2.4. X-ray diffraction

X-ray diffraction experiments were carried out at the Biophysics Collaborative Access Team (BioCAT) at the Advanced Photon Sources, Argonne National Laboratory, Chicago, IL, USA (see SI Section S1 and SI Fig. S1 for further details on the beamline setup).

3. Results

3.1. Annotation of XRD patterns

Previous works describing XRD patterns from myelinated nerves fibers and single nerves were referenced for our study (Kirschner et al., 1989[Kirschner, D. A., Inouye, H., Ganser, A. L. & Mann, V. (1989). J. Neurochem. 53, 1599-1609.]; Inouye et al., 2014[Inouye, H., Liu, J., Makowski, L., Palmisano, M., Burghammer, M., Riekel, C. & Kirschner, D. A. (2014). PLoS One, 9, e100592.]). In our study data, X-ray reflections from myelin were identified (by spacing and orientation, relative to the sample) in diffraction patterns from optic nerves.

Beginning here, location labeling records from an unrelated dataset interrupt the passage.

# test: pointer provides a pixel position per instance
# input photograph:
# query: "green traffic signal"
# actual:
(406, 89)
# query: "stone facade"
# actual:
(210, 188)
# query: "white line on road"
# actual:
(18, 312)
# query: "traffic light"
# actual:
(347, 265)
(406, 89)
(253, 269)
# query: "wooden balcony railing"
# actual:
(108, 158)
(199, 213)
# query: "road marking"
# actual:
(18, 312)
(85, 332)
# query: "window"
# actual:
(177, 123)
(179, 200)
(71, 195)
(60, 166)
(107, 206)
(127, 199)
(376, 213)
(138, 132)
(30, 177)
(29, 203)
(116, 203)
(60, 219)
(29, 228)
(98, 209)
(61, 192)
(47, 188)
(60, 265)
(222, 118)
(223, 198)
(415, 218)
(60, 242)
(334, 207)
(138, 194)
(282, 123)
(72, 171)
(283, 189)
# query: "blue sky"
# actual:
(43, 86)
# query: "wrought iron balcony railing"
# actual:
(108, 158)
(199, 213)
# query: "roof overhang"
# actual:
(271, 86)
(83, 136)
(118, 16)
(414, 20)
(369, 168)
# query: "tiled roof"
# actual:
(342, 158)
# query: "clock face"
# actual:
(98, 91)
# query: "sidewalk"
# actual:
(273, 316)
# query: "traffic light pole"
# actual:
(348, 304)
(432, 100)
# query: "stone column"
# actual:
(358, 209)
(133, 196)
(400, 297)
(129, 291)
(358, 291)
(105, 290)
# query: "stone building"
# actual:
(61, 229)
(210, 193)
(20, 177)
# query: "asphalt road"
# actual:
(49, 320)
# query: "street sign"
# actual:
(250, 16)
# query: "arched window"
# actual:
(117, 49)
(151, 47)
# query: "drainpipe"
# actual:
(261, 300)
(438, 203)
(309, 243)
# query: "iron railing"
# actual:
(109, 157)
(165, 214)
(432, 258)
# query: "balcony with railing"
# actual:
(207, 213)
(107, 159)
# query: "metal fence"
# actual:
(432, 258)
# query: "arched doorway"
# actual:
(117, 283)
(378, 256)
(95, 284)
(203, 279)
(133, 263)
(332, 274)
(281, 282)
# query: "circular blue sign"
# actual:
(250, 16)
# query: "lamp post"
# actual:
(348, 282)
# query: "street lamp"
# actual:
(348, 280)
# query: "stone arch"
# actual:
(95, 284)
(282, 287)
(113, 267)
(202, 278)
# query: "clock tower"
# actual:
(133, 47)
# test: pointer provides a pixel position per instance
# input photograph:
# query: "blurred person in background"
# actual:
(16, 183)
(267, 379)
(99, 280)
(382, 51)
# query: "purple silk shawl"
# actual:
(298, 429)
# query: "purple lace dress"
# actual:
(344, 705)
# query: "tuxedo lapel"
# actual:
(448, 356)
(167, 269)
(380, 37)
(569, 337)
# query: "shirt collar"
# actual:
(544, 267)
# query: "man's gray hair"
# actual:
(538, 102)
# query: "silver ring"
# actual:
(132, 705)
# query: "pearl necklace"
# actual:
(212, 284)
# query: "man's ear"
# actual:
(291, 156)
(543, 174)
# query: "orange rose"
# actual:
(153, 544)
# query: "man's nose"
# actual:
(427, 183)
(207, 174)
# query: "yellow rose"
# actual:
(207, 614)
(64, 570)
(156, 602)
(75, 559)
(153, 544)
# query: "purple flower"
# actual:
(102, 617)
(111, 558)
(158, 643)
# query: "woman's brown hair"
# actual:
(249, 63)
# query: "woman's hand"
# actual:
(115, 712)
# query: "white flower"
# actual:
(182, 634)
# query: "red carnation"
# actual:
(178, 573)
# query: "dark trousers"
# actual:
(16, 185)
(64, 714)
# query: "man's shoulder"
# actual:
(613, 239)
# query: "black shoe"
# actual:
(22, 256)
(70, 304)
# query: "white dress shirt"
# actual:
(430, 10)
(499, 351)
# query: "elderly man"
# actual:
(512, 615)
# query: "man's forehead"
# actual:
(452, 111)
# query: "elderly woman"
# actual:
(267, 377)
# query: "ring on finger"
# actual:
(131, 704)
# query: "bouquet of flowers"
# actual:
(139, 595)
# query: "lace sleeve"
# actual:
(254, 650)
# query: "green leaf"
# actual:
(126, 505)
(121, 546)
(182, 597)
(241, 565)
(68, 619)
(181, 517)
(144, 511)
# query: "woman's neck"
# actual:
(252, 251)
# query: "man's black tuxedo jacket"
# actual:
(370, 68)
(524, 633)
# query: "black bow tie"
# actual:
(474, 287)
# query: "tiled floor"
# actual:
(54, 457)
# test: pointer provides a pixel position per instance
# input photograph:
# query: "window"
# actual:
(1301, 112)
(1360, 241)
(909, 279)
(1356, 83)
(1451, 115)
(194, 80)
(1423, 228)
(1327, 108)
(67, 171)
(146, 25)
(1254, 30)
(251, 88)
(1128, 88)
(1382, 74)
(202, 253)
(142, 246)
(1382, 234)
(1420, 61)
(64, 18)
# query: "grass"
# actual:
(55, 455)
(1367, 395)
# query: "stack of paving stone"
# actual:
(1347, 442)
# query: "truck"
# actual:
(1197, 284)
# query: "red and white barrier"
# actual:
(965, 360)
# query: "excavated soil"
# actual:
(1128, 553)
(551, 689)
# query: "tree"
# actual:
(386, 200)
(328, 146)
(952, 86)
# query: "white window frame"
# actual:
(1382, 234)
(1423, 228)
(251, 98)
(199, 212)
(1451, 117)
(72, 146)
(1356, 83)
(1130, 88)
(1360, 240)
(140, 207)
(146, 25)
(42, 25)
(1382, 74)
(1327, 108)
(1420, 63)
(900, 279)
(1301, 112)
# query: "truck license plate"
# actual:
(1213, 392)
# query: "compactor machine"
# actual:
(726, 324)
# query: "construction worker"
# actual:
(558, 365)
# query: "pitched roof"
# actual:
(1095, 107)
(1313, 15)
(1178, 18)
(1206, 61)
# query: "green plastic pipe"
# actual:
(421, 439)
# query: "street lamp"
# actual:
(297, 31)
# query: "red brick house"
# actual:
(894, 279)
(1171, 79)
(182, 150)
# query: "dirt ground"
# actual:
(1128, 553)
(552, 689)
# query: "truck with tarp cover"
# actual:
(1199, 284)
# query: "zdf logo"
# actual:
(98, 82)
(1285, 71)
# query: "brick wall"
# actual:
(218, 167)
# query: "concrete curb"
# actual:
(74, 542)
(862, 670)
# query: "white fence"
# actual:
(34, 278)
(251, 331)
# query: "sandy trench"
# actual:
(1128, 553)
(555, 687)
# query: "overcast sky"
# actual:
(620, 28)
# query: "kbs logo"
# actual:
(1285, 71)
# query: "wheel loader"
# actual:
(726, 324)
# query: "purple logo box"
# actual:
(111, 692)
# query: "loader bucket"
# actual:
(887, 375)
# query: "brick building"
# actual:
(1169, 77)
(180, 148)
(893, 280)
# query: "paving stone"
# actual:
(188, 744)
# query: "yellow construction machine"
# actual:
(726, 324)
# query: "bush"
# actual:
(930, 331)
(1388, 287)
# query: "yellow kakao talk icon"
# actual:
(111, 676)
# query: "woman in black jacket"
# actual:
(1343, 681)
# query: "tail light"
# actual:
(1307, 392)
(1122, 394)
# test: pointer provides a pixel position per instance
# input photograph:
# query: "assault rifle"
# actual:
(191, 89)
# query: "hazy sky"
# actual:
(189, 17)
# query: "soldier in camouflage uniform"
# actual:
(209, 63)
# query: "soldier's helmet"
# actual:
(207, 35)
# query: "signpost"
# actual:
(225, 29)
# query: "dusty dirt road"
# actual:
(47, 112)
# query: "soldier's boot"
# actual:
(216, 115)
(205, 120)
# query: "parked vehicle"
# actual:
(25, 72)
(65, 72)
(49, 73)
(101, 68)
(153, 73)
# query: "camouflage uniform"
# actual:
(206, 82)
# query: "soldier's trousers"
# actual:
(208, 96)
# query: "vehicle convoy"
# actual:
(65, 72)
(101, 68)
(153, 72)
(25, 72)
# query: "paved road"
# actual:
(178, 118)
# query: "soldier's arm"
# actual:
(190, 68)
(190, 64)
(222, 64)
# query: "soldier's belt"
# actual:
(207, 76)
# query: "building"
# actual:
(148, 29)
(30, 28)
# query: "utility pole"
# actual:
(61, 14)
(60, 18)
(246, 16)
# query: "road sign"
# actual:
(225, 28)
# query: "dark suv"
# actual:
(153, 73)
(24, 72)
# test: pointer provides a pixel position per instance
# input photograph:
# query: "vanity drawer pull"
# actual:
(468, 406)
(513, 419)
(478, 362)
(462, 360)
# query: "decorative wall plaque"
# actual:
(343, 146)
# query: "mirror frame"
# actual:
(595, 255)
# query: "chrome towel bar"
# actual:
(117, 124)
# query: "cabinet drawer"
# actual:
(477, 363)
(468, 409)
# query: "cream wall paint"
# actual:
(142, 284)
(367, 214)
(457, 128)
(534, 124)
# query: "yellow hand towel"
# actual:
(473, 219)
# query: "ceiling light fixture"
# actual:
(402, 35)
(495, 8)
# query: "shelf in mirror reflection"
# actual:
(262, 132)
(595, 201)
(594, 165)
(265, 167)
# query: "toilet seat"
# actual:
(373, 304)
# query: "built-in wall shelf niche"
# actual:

The myelin sheath is essentially a spiral infolding around an axon. Its structure consists of a periodic arrangement of membrane pairs with embedded proteins separated by aqueous spaces about 5 nm thick (Siegel, 2006[Siegel, G. J. (2006). Editor. Basic Neurochemistry: Molecular, Cellular, and Medical Aspects, 7th ed. Amsterdam: Elsevier.]). The repeat period for the membrane packing in native myelin is typically found to lie between 150 and 185 Å (Fernandez-Moran & Finean, 1957[Fernandez-Moran, H. & Finean, J. B. (1957). J. Cell Biol. 3, 725-748.]; Kirschner et al., 1989[Kirschner, D. A., Inouye, H., Ganser, A. L. & Mann, V. (1989). J. Neurochem. 53, 1599-1609.]), commonly 160 Å in the central nervous system. A native spacing between the myelin layers is maintained through the balance of various forces including the following: van der Waals attraction due to fluctuating charges, electrostatic repulsion from fixed ions, and repulsion due to inter-membrane water. The embedded proteins also play a role in maintaining the larger spacing seen in myelin in comparison with that observed in pure lipids (Cotter et al., 2010[Cotter, L., Özçelik, M., Jacob, C., Pereira, J. A., Locher, V., Baumann, R., Relvas, J. B., Suter, U. & Tricaud, N. (2010). Science, 328, 1415-1418.]). The ordering of phospho­lipid bilayers within these myelin laminae gives rise to an alternating `step-function' of electron densities which leads to a strong diffraction series (Fig. 2[link]). In particular, second- and fourth-order reflections are seen with d-spacings of 80 Å and 40 Å and are believed to originate from the mean distance from the center of one myelin layer to the next (Siegel, 2006[Siegel, G. J. (2006). Editor. Basic Neurochemistry: Molecular, Cellular, and Medical Aspects, 7th ed. Amsterdam: Elsevier.]).

[Figure 2]
Figure 2
X-ray diffraction pattern from myelin. This annotated X-ray diffraction pattern from a myelinated mammalian nerve provides a visual reference. The (radial) myelin elements are identified from diffraction appearing on a 160 Å primary spacing repeating at 79.39 Å for its second order. It is orientated at 90° to the neuron axonal long axis. A distinct diffraction element at ∼90° to the labeled myelin diffraction is observed at 78.24 Å and either originates from fibrous structures along the neurons axonal axis or from obliquely orientated nodal myelin [that is, obliquely oriented relative to the radial myelin as shown by Inouye et al. (2014[Inouye, H., Liu, J., Makowski, L., Palmisano, M., Burghammer, M., Riekel, C. & Kirschner, D. A. (2014). PLoS One, 9, e100592.])]. In either case, the diffraction spacing is distinctly different from that of the main, strongest, diffraction of the neuron (the myelin diffraction labeled in this figure). Neuron structural representations were adapted from Fletcher & Mullins (2010[Fletcher, D. A. & Mullins, R. D. (2010). Nature, 463, 485.]) and Siegel (2006[Siegel, G. J. (2006). Editor. Basic Neurochemistry: Molecular, Cellular, and Medical Aspects, 7th ed. Amsterdam: Elsevier.]).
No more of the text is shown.